Nexter propose quant à lui une nouvelle version « Gendarmerie » du VBMR Léger commandé par le ministère des Armées. Hautement protégé, ce blindé de plus de 15 tonnes sera livré à 978 exemplaires à l’armée de Terre, dont 489 d’ici 2025. La version « Gendarmerie » présentée à Milipol reprend à son tour les fondamentaux du VBRG : une lame capable de déployer jusqu’à six tonnes de débris, des grilles de protection et une tourelle d’observation. Nexter y apporte ensuite une motorisation, un niveau de protection et une capacité de transport supérieurs, de même que cinq diascopes et quatre caméras offrant une vision à 360°. Le niveau de blindage du Serval pourra par ailleurs être sensiblement diminué pour consacrer le gain masse à d’autres ajouts. Pour l’heure, tant Nexter qu’Arquus sont encore au stade du « maquettage » et aucune configuration précise n’a été verrouillée pour l’instant. Certaines spécifités propres à la Gendarmerie, tel que l’ajout d’une cage pour les chiens policiers, sont autant d’axes de développement sur lesquels les deux entreprises devront encore plancher.
Des options mais pas de fonds
Des solutions ont donc été identifiées mais leur traduction en programme se heurte à de nombreux obstacles, à commencer par une absence de clarté sur le processus de réflexion interne mené par la Gendarmerie. Celui-ci est tellement complexe que « nous avons un peu de mal à suivre. Nous sommes en dialogue permanent, des besoins sont exprimés mais ne se traduisent pas forcément en programmes. Cela est aussi dû au fait que le ministère de l’Intérieur a des processus d’acquisition qui ne sont pas aussi structurés que ceux des Armées, » souligne Emmanuel Levacher.
Le sujet, pourtant maintes fois évoqués par le passé, intervient également à l’heure où le général Rodriguez prend ses fonction en tant que nouveau commandant de la Gendarmerie. Cette étape de passation de pouvoir, synonyme de flottement décisionnel, à l’heure où l’absence de remontée des budgets est pointée du doigt par les parlementaires. Éternel parent pauvre des lois de finances, la Gendarmerie sera dotée de 9Md€ de crédits de paiement en 2020, dont seulement 43,6M€ seront consacrés au renouvellement des moyens mobiles. Des inscriptions budgétaires qui, selon la députée Bono-Vandorme, ne permettront pas d’acquérir les 1600 véhicules prévus. Celle-ci préconise en conséquence de recourir à des dispositifs locatifs, une astuce qui, si elle se matérialise, pourrait par la suite être étudiée pour matérialiser la modernisation du parc blindé.
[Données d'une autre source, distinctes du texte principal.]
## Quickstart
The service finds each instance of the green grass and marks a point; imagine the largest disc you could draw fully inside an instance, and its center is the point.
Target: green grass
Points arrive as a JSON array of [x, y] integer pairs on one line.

Ce schéma de « leasing » a déjà fait ses preuves en Belgique. Face aux contraintes budgétaires, la Défense a choisi dès 2014 de remplacer sa flotte vieillissante de véhicules utilitaires au travers d’un contrat de location. Réussie, l’expérience a été renouvelée cet été avec Arval et le groupe automobile PSA pour un montant de 16M€. Outre une ventilation moins contraignante des budgets, l’externalisation de certaines tâches de gestion de flotte et de maintenance permettrait de libérer des postes au sein des unités de soutien.
Malgré ces appels du pied répétés des parlementaires et du DGGN, le question du VBRG risque de rester sans réponse tant qu’elle ne sera pas inscrite dans la trajectoire financière de la Gendarmerie. En l’absence de solution immédiate, il ne fait donc aucun doute, selon la député que cette problématique devra être élevée au rang de priorité à la fois « dans le cadre des travaux d’élaboration du Livre blanc de la sécurité intérieure » et dans la loi de programmation en cours d’écriture. Réponse, au mieux, en début d’année prochaine.